In the resurrection the spirit will re-enter it's body, which initially will be in exactly the same state as when the spirit left it. Bodies that were sick, infirm or deformed will then be restored to heath and perfection, apparently almost instantly– as Amulek says, to a "proper and perfect frame." (Alma 11:43.) Nor will age at time of death determine a resurrected being's appearance. President Joseph Fielding Smith said:


Old people will not look old when the come forth from the grave. Scars will be removed. No one will be bent or wrinkled.... Of course, children who die do not grow in the grave. They will come forth with their bodies as they were laid down, and then they will grow to the full stature of manhood or womanhood after the resurrection, but all will have their bodies fully restored. 


Thus we know that those who lose little children and are worthy will not only be reunited with them but will have the blessing and opportunity of raising them in the glorious circumstances of the resurrection. Joseph Smith gave total assurance regarding the place of small children who die.


The lord takes many away, even in infancy that they may escape the envy of man, and the sorrows and evils of the present world; they were too pure, too lovely, to live on earth; therefore if rightly considered, instead of mourning we have reason to rejoice as they are delivered from evil, and we shall soon have them again.

How nice to know that I get Emmie back at the age of 8 1/2 and have the opportunity to raise her. That is such a miraculous gift. What a sweet promise. I am grateful for that knowledge to know if I do my part, I get to be with her again. I know I will have tough days ahead but with reading, praying and searching my scriptures, I will endure.





11 comments:

Lydia said...

Getting back to everyday life has to be tough. I have read all of that before and knew that you would be able to raise Emmie. What a comfort it is to have that knowledge! You are such a special woman who had the opportunity to have a perfect child in your home. Heavenly Father knew that you and Jason could do it. What a special blessing for her and you guys. I'll still be praying for you everyday and night! Your girls are beautiful! Heather's little Gracie has red hair like your Elsie. In case you didn't know it, she is moving back to AZ so you two will have to get together. Take care and remember that you are loved!!!

Jenna said...

Tiff once it is all over and the new routine sets in is when it hit me too. You are right the scriptures and prayer is where you will find comfort. I have a book I think you'd love and was so helpful after my Mom. It's called "The Message" by Lance Richardson. If you want I can send it to you. You are always in my prayers. Love you guys.

AudyCamp said...

I've heard also that "The Message" is a must-read book! Aw...Tiff. What can I say. My heart aches so much for you-for all the firsts you will go through..No one can ever know really what you are experiencing right now...no one but the Lord because He has felt your exact sorrow & pain. I know you & Jason will become even closer to the Savior & Heavenly Father going through this healing process and you will be in the hollow of His hand.

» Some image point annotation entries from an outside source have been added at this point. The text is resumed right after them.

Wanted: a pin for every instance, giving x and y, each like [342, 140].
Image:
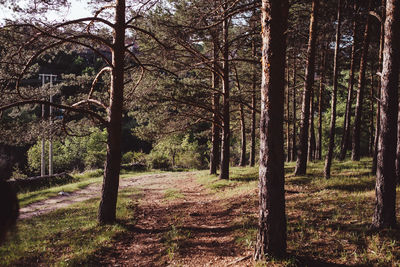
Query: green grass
[172, 194]
[68, 236]
[328, 221]
[80, 181]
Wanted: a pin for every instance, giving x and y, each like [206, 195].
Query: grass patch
[172, 194]
[69, 236]
[80, 181]
[327, 220]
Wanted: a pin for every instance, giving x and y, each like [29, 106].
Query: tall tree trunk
[329, 155]
[253, 107]
[215, 130]
[347, 115]
[108, 203]
[271, 236]
[320, 104]
[311, 139]
[288, 147]
[355, 153]
[242, 162]
[378, 109]
[371, 111]
[398, 150]
[225, 146]
[294, 115]
[385, 189]
[301, 164]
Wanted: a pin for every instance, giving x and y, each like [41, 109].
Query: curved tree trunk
[225, 146]
[385, 189]
[301, 164]
[355, 153]
[344, 145]
[329, 155]
[271, 236]
[108, 203]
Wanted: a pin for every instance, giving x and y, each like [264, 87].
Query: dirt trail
[91, 191]
[198, 229]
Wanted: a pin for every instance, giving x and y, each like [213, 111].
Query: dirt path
[91, 191]
[197, 229]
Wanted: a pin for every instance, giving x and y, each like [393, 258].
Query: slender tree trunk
[215, 130]
[320, 104]
[271, 236]
[301, 164]
[242, 162]
[108, 203]
[311, 139]
[289, 152]
[398, 150]
[371, 111]
[347, 116]
[253, 106]
[294, 115]
[385, 189]
[355, 153]
[329, 155]
[378, 109]
[225, 146]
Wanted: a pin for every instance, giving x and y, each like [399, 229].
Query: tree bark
[378, 110]
[294, 115]
[301, 164]
[242, 162]
[215, 130]
[385, 189]
[108, 203]
[225, 146]
[329, 155]
[398, 150]
[311, 139]
[371, 113]
[253, 106]
[320, 104]
[288, 147]
[355, 153]
[271, 236]
[347, 116]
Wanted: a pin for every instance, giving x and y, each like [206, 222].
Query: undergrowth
[67, 237]
[328, 221]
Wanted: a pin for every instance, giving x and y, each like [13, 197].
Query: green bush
[73, 153]
[128, 157]
[159, 161]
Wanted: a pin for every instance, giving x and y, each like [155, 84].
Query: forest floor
[194, 219]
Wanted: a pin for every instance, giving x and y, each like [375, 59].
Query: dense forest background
[175, 85]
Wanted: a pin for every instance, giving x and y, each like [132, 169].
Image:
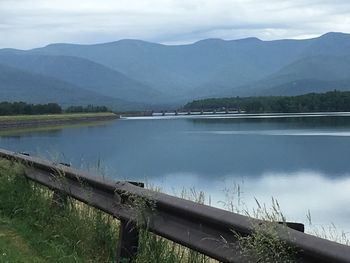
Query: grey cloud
[32, 23]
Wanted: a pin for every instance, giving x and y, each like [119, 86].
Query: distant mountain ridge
[151, 74]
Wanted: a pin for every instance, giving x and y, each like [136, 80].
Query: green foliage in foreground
[313, 102]
[73, 233]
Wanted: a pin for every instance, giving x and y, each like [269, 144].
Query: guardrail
[206, 229]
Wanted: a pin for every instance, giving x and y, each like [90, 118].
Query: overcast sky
[32, 23]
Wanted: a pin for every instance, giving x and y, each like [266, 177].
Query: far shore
[49, 120]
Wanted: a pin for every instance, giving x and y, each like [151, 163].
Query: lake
[303, 162]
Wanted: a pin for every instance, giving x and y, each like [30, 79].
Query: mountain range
[134, 74]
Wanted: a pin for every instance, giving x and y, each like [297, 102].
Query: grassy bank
[50, 120]
[35, 229]
[64, 116]
[73, 233]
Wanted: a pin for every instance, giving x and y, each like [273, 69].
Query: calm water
[302, 162]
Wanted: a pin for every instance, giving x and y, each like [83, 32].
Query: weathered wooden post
[128, 238]
[59, 198]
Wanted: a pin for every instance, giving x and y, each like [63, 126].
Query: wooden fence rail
[205, 229]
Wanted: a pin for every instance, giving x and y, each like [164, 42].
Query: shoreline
[37, 121]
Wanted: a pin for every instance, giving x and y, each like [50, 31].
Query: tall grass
[74, 232]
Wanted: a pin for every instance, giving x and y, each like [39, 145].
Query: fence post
[128, 238]
[59, 199]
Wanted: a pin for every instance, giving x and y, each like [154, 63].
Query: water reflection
[326, 198]
[303, 162]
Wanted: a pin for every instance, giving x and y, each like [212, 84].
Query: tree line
[312, 102]
[23, 108]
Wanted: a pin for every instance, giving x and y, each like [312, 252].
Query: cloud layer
[33, 23]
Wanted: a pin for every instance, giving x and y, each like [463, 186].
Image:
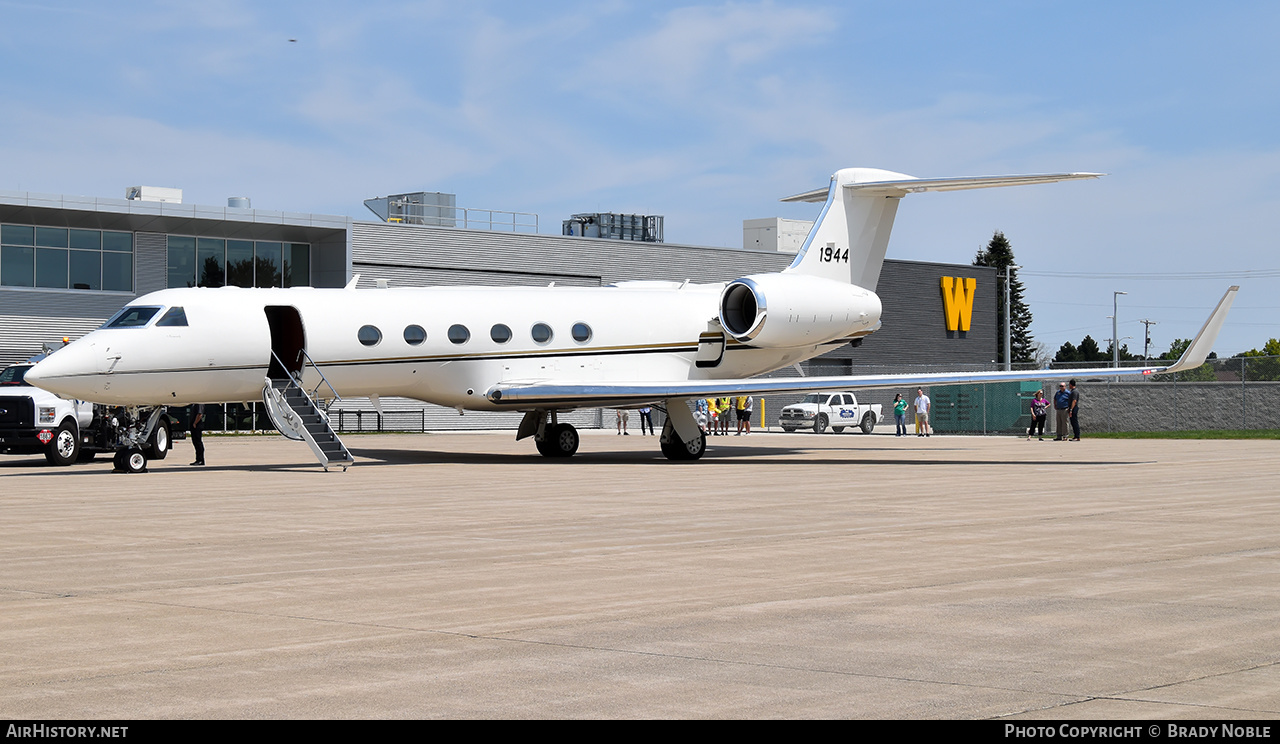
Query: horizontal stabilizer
[552, 393]
[904, 186]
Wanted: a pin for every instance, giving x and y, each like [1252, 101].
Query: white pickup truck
[35, 421]
[837, 411]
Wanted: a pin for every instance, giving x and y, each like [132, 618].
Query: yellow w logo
[958, 301]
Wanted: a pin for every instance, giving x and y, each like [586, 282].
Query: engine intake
[791, 310]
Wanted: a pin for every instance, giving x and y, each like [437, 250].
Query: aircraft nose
[69, 372]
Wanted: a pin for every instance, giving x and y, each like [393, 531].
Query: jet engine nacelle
[790, 310]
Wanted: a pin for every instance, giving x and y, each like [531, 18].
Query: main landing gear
[557, 441]
[675, 448]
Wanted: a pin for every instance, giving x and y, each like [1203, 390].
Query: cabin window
[542, 333]
[174, 316]
[414, 334]
[132, 316]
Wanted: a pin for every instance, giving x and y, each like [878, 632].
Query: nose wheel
[131, 461]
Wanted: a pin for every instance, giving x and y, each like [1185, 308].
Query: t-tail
[849, 240]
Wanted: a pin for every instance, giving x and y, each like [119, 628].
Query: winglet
[1198, 351]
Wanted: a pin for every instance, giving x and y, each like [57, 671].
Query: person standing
[197, 430]
[1073, 409]
[1040, 411]
[922, 412]
[1061, 402]
[900, 415]
[645, 418]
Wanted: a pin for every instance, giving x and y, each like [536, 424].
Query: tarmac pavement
[784, 575]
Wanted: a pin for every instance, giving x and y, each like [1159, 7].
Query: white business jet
[534, 350]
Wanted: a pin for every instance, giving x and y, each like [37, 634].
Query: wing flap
[552, 393]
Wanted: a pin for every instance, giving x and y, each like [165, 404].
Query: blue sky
[707, 114]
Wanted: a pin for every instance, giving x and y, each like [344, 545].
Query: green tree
[999, 255]
[1262, 365]
[1201, 374]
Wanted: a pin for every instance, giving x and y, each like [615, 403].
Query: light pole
[1009, 320]
[1115, 332]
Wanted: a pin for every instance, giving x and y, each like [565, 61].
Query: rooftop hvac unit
[618, 227]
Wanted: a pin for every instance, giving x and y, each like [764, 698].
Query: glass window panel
[87, 240]
[118, 272]
[132, 316]
[240, 263]
[17, 266]
[268, 270]
[414, 334]
[182, 261]
[211, 261]
[86, 269]
[51, 237]
[18, 234]
[297, 265]
[119, 242]
[51, 268]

I love the Resurrection quotes you have on here...How awesome will that be to finish raising Emmie & to hear her SING the words to Strawberry Shortcake. :)

Love you Tiff-Praying for you constantly.

Kara McDowell said...

Tiffany, what a comfort it was to read your inspiring words and the sweet sweet inspired comments from the book you are reading. I know that a lot of times in life our own answers to prayers come through those we love and care about and I can honestly say that your words did that for me today. Thank you for sharing your strength and your desire to want to be a better person. I realize that loosing a child in this life is a lot different than loosing a parent. Or maybe it's not, I don't know, but loosing anyone we love is heartbreaking and devastating even when we know the plan of salvation and what we have to look forward to in the eternities. Knowing that doesn't always make the saddness go away, we are human and we have to mourn and grieve in our respected ways. No one can decide how long or in what ways we need to grieve. That is for us to determine on our own and with the help of a loving Heavenly Father and Savior. Please know that you are in my continued prayers and I will continue to pray for you and your sweet family. I know that in the coming weeks the prayers offered by those that love you and your sweet family will carry you through. You are an inspiration to me and so many! May God begin to heal your heart! Lots of love!

Shari Goodman said...

Thank you so much for sharing such personal emotions with everyone. You are an inspiration to us all and your testimony is beautiful.

Elsie was a doll at preschool and was happy and cute as can be. Thanks for sharing her with me!

Heather said...

Tiffany,
I don't know you or your family but I have enjoyed reading yours and your sister's blogs. My heart has been broken right along with your family's. I am amazed at your strength. My thoughts and prayers will continue to be with you.
Heather

Tracey said...

I know everybody's life must go on... but ours has not! I love you and wish I could take your pain away!

A day in the life of the Campbell's said...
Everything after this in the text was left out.